|How cute is this theatre though?|
So it was pretty ace to be able to start my theatrical year off at The Gate, checking out the first play of McDougall's season, Twilight: Los Angeles, 1992. The premise of Twilight: LA is one which, when I told people about it, made them make The Confused Face. And on paper/screen it is a bit of a tough sell: a one woman verbatim play about the LA race riots in the early nineties. But if the concept, by Anna Deavere Smith, sounds a bit odd then in execution it's really not. It's fantastic. Urgent, compelling and oh so depressingly relevant in its stories of prejudices, injustices and complex identities (all plural used intentionally there).
I've never seen a more effective use of verbatim speech in theatre, ever. The selection of excerpts chosen and the voices they represent are vibrant and diverse and tell their story so effectively without ever being a straightforward narrative. It almost goes without saying, too, that they don't just tell the specific story of LA in 1992. There were several places where, without context, the words spoken could just have easily have been spoken today. They also shy away from ever presenting this story as some kind of simplistic one race versus another story. This is a complex piece, that raises complex issues and it's refreshing to see that no easy answers are offered save a powerful expression of hope that things will be different. It's nice to see too that, in this tiny enclave of Notting Hill at least, 2017's trend for political theatre with a capital everything is not going away.

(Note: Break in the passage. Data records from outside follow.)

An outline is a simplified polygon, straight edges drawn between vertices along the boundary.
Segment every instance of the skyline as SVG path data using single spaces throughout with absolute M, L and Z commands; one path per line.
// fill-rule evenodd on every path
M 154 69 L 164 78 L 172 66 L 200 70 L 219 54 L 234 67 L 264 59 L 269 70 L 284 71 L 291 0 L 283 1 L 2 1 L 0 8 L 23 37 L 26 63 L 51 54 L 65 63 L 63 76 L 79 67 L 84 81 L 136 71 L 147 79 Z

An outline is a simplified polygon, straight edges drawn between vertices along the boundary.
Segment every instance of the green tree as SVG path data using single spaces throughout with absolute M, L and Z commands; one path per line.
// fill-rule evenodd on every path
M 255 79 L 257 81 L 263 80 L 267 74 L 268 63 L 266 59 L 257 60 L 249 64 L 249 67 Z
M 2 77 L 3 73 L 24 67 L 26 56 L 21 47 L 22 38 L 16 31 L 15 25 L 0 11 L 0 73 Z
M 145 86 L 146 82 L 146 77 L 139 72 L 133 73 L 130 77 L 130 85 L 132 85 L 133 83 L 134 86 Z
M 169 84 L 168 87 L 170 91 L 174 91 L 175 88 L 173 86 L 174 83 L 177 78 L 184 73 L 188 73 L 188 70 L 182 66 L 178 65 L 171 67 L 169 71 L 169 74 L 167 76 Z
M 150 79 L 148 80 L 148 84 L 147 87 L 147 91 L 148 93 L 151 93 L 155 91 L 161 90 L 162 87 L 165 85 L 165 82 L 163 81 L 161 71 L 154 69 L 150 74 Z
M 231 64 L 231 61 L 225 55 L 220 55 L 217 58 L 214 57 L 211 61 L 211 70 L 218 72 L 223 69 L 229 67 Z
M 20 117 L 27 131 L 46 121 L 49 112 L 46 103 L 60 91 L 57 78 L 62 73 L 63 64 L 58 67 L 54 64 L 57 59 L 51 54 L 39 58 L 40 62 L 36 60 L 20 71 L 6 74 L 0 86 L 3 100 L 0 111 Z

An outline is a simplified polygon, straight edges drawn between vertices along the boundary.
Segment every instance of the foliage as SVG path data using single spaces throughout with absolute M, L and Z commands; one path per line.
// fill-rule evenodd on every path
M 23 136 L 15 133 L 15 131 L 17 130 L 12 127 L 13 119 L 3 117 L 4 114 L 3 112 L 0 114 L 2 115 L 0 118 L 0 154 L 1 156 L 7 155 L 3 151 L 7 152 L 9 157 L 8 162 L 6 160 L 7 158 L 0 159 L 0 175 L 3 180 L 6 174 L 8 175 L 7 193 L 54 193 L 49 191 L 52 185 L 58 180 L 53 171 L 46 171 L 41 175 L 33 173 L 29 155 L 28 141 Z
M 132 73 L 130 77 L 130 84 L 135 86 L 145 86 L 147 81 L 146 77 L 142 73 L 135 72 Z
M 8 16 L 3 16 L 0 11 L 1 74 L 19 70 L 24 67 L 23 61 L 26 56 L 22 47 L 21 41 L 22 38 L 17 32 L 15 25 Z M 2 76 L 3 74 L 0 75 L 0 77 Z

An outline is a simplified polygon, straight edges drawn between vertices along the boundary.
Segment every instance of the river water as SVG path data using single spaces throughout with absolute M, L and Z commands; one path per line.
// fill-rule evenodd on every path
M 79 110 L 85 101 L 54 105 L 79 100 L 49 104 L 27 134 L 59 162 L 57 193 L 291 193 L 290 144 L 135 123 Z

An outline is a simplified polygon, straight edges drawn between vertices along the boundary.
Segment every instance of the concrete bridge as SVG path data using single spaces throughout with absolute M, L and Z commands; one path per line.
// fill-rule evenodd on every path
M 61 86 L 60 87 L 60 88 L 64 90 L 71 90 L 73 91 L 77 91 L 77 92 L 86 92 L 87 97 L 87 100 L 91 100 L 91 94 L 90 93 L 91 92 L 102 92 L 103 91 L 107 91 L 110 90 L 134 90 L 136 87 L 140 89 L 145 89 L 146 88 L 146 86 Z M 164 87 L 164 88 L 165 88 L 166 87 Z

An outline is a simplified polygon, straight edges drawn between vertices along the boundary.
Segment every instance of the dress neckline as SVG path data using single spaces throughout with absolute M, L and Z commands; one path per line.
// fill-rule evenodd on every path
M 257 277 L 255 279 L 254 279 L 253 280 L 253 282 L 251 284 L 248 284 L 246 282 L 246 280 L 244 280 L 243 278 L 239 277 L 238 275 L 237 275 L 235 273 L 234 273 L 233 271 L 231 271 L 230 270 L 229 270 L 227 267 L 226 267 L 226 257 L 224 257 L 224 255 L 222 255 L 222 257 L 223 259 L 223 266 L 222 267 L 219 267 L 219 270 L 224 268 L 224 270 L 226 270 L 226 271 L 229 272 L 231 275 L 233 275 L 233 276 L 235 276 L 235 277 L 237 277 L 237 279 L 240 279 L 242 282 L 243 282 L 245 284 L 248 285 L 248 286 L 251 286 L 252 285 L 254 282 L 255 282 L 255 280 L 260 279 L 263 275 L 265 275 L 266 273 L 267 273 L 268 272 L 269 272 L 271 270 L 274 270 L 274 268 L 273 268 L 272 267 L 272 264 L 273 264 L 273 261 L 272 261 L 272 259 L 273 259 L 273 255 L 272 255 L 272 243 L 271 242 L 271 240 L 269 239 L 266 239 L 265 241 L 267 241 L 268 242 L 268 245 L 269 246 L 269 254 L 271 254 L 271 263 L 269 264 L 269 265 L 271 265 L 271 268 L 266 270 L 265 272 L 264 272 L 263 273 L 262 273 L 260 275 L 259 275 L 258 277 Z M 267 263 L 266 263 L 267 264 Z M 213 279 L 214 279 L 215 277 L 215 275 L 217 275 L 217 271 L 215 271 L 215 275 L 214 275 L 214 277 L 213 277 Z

The Gate is not a theatre I'd been to before, more fool me, and it's a brilliant little space that this production makes super use of. With much of the room sprayed Barbie pink and lit by multicoloured neon tubes it's instantly clear that this is going to be an inventive affair and it absolutely delivers on that early promise. Jacob Hughes' design is clever without being distractingly flashy and the way the performance space is laid out - the audience more or less in the round with 'stages' in the middle and, elevated, at either end - is really well thought through. Anna Watson's lighting is a joy throughout, including an incredibly effective pitch black segment. Ola Ince's direction is spot on. And whoever decided that the sort-of-interval should come with free tea/coffee and biscuits (Party Rings no less!) deserves a special award at the Oliviers this year.
This piece would be nothing - literally and rhetorically - without the sublime Nina Bowers though; the firecracker performer taking on the unenviable task of playing all 19 (!) characters. It's a feat of performance that it's just thrilling to watch up close. Each character has a distinct personality which never, ever relaxes into stereotype and it's incredible that Bowers is as effective as both male and female characters of all races and none. She is supremely charismatic, charming and chameleon-y and I will be supremely aggrieved if this is the last I hear of her. She deserves to be a superstar.
Twilight: Los Angeles, 1992 is a little gem of a production and an incredibly deft piece of theatre. If you're in any way interested in social justice, verbatim theatre or, like, being a human person then you should see it. Go for the Party Rings, stay for the drama.
Twilight: Los Angeles, 1992 is at the Gate Theatre until February 3rd.